Nasıl çıkacağım bu labirentten.
Nasıl diye düşündü, Meryem…
Karanlığın içindeydi.
Kararsızdı.
İnsanlardan sıkılmıştı. Dillerinde, hep aynı nağmeler dönüyordu.
Yaşamak istiyordu fakat, kötü ruhlularla bir arada değil.
Lanetlenmiş bir hayat değildi istediği.
Umutsuzluk, bıkkınlık, kara senaryolar istemiyordu.
Hayatında bugüne kadar çok karanlık gördüğünü düşünüyordu, Meryem.
Asıl karanlık insanın kendisindeymiş, kendisindeki derin kuyuları fark edebilmek kör karanlıkları gördüğünde ya orada yaşamayı kabullenmek ya da aydınlığı aramak. Hep denir ya gökyüzü en fazla kuyunun dibinden görünürmüş.
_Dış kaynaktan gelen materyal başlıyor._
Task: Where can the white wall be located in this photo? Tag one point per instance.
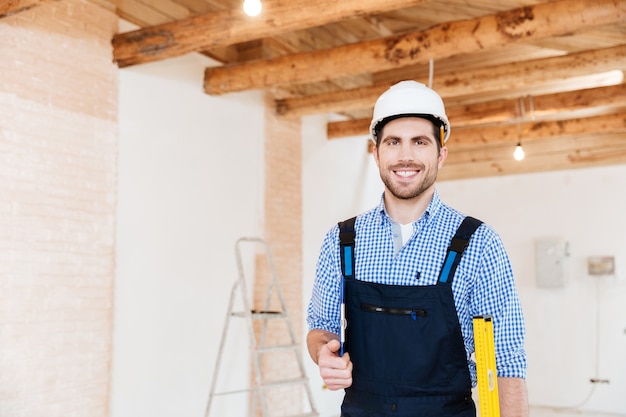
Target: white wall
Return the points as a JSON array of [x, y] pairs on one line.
[[585, 207], [190, 184]]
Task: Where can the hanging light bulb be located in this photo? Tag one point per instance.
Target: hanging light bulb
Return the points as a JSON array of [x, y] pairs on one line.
[[252, 7], [519, 152]]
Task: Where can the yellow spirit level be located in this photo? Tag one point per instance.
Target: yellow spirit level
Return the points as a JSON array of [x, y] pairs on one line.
[[488, 402]]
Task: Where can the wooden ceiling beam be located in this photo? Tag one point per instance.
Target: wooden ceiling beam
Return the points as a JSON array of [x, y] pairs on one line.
[[541, 156], [529, 131], [508, 110], [9, 7], [456, 84], [440, 41], [228, 27]]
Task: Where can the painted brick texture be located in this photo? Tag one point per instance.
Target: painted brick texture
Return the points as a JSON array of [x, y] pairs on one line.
[[283, 232], [58, 144]]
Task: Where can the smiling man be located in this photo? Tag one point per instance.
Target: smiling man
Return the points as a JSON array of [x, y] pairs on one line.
[[409, 336]]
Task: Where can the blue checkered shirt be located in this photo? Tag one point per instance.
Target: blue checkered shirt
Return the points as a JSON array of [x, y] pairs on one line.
[[483, 283]]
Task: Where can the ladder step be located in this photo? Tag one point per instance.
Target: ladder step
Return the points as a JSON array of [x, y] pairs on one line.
[[284, 382], [258, 314], [276, 348]]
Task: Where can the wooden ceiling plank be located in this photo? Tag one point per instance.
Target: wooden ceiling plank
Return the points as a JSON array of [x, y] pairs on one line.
[[572, 153], [506, 111], [538, 130], [444, 40], [227, 27], [472, 82], [9, 7]]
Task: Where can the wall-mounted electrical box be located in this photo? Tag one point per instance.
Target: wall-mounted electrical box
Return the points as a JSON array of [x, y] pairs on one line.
[[551, 262], [601, 265]]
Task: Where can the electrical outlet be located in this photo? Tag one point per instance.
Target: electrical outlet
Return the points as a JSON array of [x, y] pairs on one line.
[[599, 381]]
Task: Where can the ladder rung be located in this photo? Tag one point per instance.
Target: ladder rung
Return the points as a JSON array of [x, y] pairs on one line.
[[276, 348], [255, 314], [274, 384], [268, 384]]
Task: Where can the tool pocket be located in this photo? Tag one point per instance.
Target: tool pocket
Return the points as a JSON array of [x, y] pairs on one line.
[[402, 336]]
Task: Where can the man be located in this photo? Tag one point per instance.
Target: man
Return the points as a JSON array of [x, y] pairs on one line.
[[409, 336]]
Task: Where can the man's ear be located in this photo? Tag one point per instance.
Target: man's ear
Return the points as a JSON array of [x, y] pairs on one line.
[[443, 155], [375, 153]]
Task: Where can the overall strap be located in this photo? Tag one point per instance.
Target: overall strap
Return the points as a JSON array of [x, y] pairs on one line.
[[346, 246], [460, 241]]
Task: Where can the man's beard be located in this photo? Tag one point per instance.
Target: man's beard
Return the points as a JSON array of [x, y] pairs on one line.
[[403, 192]]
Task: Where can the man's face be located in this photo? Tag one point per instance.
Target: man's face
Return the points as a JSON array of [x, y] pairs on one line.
[[408, 157]]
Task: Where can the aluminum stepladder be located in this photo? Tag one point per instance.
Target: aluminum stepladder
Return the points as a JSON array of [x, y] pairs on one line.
[[257, 344]]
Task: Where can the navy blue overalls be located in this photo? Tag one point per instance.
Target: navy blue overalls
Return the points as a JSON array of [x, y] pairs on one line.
[[405, 342]]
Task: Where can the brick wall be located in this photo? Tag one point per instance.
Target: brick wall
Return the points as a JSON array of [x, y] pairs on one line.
[[58, 135], [283, 232]]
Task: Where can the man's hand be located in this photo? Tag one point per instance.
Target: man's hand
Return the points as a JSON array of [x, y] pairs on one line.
[[335, 370]]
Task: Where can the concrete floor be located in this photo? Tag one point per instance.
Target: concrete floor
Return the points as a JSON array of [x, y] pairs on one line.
[[556, 412]]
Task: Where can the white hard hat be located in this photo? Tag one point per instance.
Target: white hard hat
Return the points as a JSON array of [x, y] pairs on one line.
[[409, 98]]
Hayat denilen bu serüven belki de kuyudan gökyüzüne ulaşma cesaretini gösterenlerin serüvenidir. Aklından geçenlerin içinden seçim yapma zamanı gelmişti. Meryem için zor zamanlardı bunlar fakat devam edebilmek için seçebilmek gerekiyordu. Kendisine acı vere vere bu seçimleri yapmak devam etmek niyetindeydi.
Sonra birden devam etmeyebileceğini de düşündü fakat karanlık Meryem’e göre değildi. Tüm karanlıklarını, kırıcılığını, isyankarlığını, umutsuzluklarını, kehanetlerini ciddiyetle çocukluğunda bırakıp devam etmişti hayatına. Şimdi yine bu yol ayrımında hayatındaki bazı yükleri bırakma zamanıydı. Onlara sabırla ve sessizce veda etmesi gerektiğini biliyordu.
Uzun bir zaman sonra kendine geldi, doğruldu, kalemini kağıdını aldı, ayrılması gerekenleri ve devam etmesi gerekenleri resmettikten sonra şimdi bir çıkış yolu bulmalıyım dedi.
Sonra mitoloji okurken labirent ile ilgili satırlar aklına geldi.
Anlatılara göre tanrı Ares-Dionisos yeryüzüne çıktığında henüz hiçbir şey yaratılmamış, biçimlenmemiştir ve sadece karanlık vardır. Etrafta yürümeye başlayan Ares-Dionisos, elindeki Labris ile karanlığı keser ve bir saban izi bırakır. Onun açtığı bu yol azar azar aydınlanmaya başlar ve bu labirent olarak adlandırılır.
Her şey zıtlığı vardı. Şu an yeterince karanlıkta ise ışık hüzmesini görmenin en iyi zamanı idi. Yapması gereken sadece içindeki ışığı yol vermek, doğru yerden bakmak ve insan olmanın değerlerini hatırlamaktı.
Okuduğu kitaptan hatırlıyordu, her labirentte bir hava akımı vardı. Çıkmak için sadece hava akımını bulmak yeterliydi. Yine her şey duyuları ile çözülecekti. Görmesi, hissetmesi ve duyması gerekiyordu. Bunun için ise odaklanması gerekliydi.
Kaybolmadan doğru yol bulunmuyordu.
Aramak için kaybolmak gerekiyordu. Yine bir zıtlık içerisinde buldu kendini, labirentten çıkmak için doğru zıtlığı bulması doğru denklemi kurması, gereken cesareti göstermesi gerekiyordu.
Şunu yıllar önce öğrenmişti Meryem, cesaret, risk ve çalışma azmi yok ise kuyunun dibinden gökyüzüne ulaşmak bir hayaldi. Korkularına meydan okuyup, utançlarını deneyim olarak göreceği zamanlara yelken açmalıydı.
Gelişmek için, labirentinden çıkma cesaretini göstermeliydi. Bulunduğu kuyudan yeryüzüne çıkarsa renkleri, kokuları, hisleri daha gerçek olacaktı. Gerçek yaşamın kokusunu duyacak, renklerini görecek gerçekten hissedecekti.
Her insanın yaşamını onurlandırması kendi kayboluşunda kendi gerçeklerini bulması değil miydi?